Frequently Asked Questions
Why is WACC important?
WACC determines the minimum acceptable return for new investments. Projects returning more than WACC increase shareholder value, while those returning less destroy value. It's also the discount rate used to value companies using DCF analysis.
Should I use book value or market value for WACC?
Market values are preferred because they reflect current investor expectations and actual costs. Book values are historical and may significantly differ from what it would cost to raise capital today.

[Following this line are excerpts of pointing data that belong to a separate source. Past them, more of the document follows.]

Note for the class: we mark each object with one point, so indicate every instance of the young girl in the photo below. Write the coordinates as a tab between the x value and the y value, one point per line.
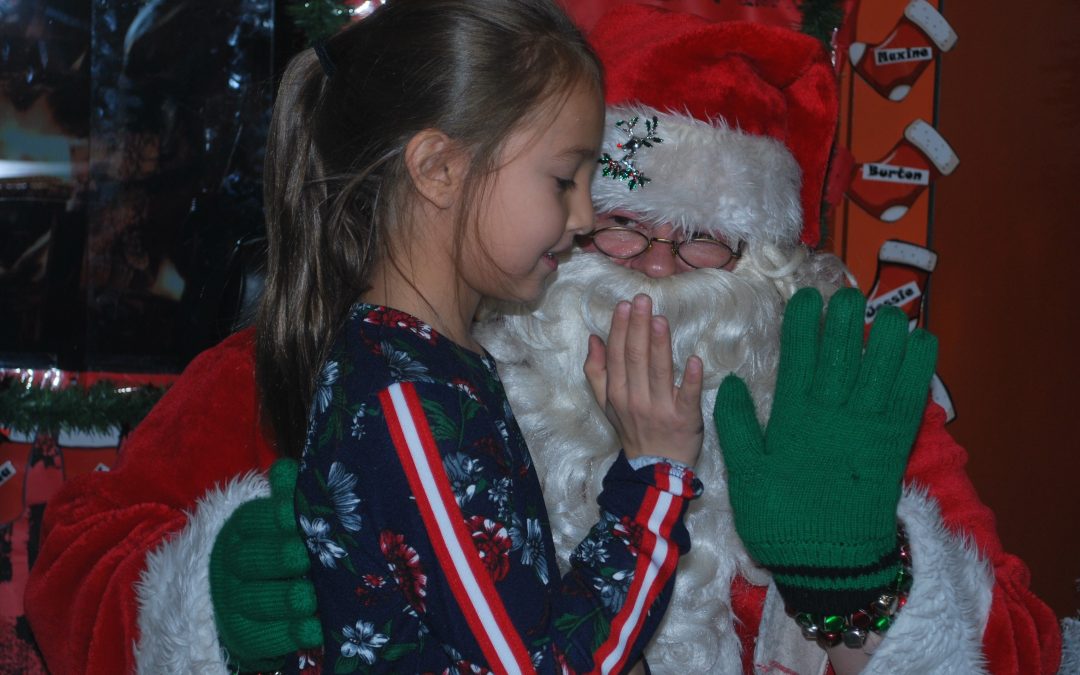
433	154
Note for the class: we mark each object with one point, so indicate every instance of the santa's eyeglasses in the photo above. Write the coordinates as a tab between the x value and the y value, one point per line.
699	252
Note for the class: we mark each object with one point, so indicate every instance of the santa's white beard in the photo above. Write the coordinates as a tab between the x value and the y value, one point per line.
731	321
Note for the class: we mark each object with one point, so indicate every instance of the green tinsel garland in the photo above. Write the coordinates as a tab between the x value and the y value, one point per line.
98	408
820	18
321	18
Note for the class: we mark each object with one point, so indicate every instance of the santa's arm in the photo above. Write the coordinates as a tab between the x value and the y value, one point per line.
120	580
970	608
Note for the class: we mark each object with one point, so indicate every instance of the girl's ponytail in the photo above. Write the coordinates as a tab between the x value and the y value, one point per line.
336	186
292	331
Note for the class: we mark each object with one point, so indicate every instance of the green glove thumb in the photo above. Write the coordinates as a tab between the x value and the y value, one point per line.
737	427
264	607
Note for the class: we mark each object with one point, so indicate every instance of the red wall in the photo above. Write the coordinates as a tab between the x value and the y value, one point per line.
1006	299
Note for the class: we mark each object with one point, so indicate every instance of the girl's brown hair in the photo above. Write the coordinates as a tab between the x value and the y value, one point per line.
335	174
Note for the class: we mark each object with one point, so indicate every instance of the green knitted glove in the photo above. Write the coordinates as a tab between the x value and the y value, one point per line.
814	495
264	607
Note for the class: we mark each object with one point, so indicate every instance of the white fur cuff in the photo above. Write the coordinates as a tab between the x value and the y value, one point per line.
948	605
175	612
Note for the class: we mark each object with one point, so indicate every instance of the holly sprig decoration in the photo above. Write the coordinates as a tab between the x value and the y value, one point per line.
98	408
624	169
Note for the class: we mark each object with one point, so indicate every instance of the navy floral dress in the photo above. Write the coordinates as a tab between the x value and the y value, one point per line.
430	544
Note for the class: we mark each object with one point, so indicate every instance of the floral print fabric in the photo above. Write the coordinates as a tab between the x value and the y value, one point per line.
429	538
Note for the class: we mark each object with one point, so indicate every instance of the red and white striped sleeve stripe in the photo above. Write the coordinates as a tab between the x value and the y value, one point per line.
656	564
470	582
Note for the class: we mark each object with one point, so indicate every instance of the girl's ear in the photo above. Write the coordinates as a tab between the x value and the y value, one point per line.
436	166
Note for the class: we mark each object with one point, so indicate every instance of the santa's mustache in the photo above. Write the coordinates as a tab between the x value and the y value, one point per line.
727	319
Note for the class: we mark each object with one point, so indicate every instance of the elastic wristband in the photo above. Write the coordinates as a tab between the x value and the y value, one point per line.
878	617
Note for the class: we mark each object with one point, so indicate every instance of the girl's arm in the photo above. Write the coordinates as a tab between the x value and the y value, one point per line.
431	547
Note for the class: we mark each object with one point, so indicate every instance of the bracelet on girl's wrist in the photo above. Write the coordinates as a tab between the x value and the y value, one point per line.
852	630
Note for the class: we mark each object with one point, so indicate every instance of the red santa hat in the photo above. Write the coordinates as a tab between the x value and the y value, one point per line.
745	118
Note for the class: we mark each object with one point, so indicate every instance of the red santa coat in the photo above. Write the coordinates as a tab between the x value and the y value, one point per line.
121	581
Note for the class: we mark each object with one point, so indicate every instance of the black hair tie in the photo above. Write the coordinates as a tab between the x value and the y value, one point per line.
324	58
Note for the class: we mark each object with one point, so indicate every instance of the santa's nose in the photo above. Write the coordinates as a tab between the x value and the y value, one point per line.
658	261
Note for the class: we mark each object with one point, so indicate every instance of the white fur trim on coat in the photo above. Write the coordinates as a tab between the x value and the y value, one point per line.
175	612
706	177
940	630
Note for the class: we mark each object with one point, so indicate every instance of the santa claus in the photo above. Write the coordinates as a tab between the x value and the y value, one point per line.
718	139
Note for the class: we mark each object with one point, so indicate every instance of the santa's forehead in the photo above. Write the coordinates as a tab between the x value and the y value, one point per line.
699	176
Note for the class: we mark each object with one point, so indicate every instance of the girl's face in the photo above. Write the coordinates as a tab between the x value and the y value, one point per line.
538	202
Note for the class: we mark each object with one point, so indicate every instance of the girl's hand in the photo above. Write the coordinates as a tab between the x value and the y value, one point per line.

How often should WACC be recalculated?
WACC should be updated at least annually or whenever significant changes occur in the company's capital structure, credit rating, market conditions, or interest rate environment.
Can WACC be negative?
In practice, WACC cannot be negative. Both equity investors and debt holders expect positive returns for providing capital. A calculated negative WACC would indicate an error in inputs.
What is a good WACC?
There's no universal "good" WACC—it depends on the industry, company size, and market conditions. Generally, lower WACC indicates cheaper capital access. Most established companies have WACC between 6-12%.
How does debt affect WACC?
Initially, adding debt typically lowers WACC because debt is cheaper than equity (due to tax deductibility of interest). However, excessive debt increases financial risk, causing both equity and debt costs to rise, eventually increasing WACC.